What's The Difference

Tangible benefits are quantifiable and measurable. They're used to weigh the value of a job. This value is almost always fiduciary. The value of the benefit depends on a person’s skill set. For instance, doctors get higher tangible benefits than a fast-food worker. On the other hand, intangible benefits are much harder to measure because of their subjectivity. Intangible benefits derive from how a person feels about their work. Job satisfaction is a main bench marker of an intangible benefit.

Tangible: Financial Pay and Benefits

Tangible benefits are those listed by the company in a quantifiable form. Such benefits usually are contractual items, such as paid time off, insurance costs, salary and profit sharing. Calculating the tangible benefits and comparing them to tangibles that another company offers is a straightforward measurement. When people first start looking for a job, they usually have a better idea of these tangible benefits than they do of the work’s intangible benefits. Steve Pogorzelski, author of the book, “Finding Keepers: The Monster Guide to Hiring and Holding the World’s Best Employees” also advises that corporations should tout tangible benefits such as gym partnerships to attract quality candidates.
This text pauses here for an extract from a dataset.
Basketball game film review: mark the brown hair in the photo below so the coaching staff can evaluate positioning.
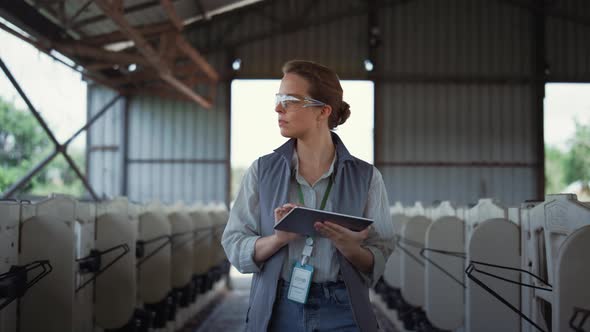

Intangible: Job Satisfaction

Intangible benefits include all of the qualitative advantages of working for an organization. For instance, friendly coworkers, flexibility and a position that matches the worker’s skill set are intangible benefits. Johanna Schlegel, a human capital management expert and writer for a prominent job seekers' website, advises workers to assess how they feel about the work they performed at the end of the day. Measuring the degree of commitment and agreement with corporate culture are additional ways Schlegel recommends gauging the intangible benefits derived from the job.

Considerations

Some workers value tangible benefits over intangible benefits and vice versa. Decisions regarding employment typically depend on a worker’s situation. A father who wishes to stay at home with his children and telecommute places a premium on intangible benefits and may be willing to forego a higher salary. Another distinction of these two benefits is that intangible benefits may increase or decrease over time, whereas tangible benefits of a job may tend not to fluctuate as much. If a worker tires of performing the same task repeatedly and sees no sign of advancement, her intangible benefits decrease.